Malignant cytokine network between MPM cells and patient fibroblasts or mouse fibroblasts. A: Blockade of HGF prevents MSTO-211H or Y-Meso-14 cell migration induced by primary cultured patient fibroblasts (PF). The assay was performed in triplicate as described under Materials and Methods. *P < 0.05, **P < 0.01 versus PF. B and C: TSU-68, NK4, and anti-HGF antibody blocked the growth of MSTO-211H cells induced by PF in the coculture system. MSTO-211H (B) or Y-Meso-14 (C) cells were cocultured with PF cells with or without TSU-68 (10 μmol/L), control IgG, NK4 (300 nmol/L), anti-HGF antibody (1 μg/mL), anti-FGF-2 antibody, and/or anti-PDGF antibody (1 μg/mL) for 72 hours.

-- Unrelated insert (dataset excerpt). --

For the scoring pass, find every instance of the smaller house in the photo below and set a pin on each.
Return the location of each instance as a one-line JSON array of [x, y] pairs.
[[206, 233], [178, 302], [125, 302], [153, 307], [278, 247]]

MPM cell growth was determined using a Cell Counting Kit-8. *P < 0.05, **P < 0.01 versus PF. D: PDGF-AA (20 ng/mL), but not FGF-2 (20 ng/mL), enhances the growth of the mouse fibroblast 3T3-Swiss cell line, as determined by MTT assays. *P < 0.05. E: NK4 abrogates MET phosphorylation induced by mouse fibroblast-derived HGF in MPM cells. MSTO-211H cells were treated with or without NK4 (300 nmol/L) in the presence or absence of mouse HGF (100 ng/mL) or the supernatant of 3T3-Swiss cells (10⁶/mL/48 hours) for 30 minutes. The cells were lysed and proteins were detected by immunoblotting. F: NK4 decreases the migration of MPM cells induced by mouse fibroblasts. Migration of MSTO-211H cells and Y-Meso-14 cells in the presence or absence of NK4 (300 nmol/L) cocultured with 3T3-Swiss cells was assayed as described under Materials and Methods. *P < 0.05, **P < 0.01.

Figure 5

TSU-68, imatinib, and NK4 inhibit the production of thoracic tumors by MPM cells in an orthotopically implanted SCID mouse model. A: Macroscopic appearance of thoracic tumors caused by MSTO-211H or Y-Meso-14 cells treated with TSU-68, imatinib, or NK4. The thoracic tumors were evaluated as described under Materials and Methods. B: Histological analysis of the same tumors. The thoracic tumors were analyzed by immunohistochemistry (type I collagen and BrdU) and immunofluorescence (α-SMA and double staining of BrdU and type I collagen). In double staining, red fluorescence indicates BrdU and green fluorescence indicates type I collagen; arrows mark double-positive cells (proliferating fibroblasts). Scale bars = 50 μm. The corresponding graphs show the mean number of positive cells per high-power field (HPF), from five independent areas. *P < 0.01 versus control. Negative controls without primary antibodies did not show discernible staining for α-SMA, BrdU, or type I collagen (data not shown).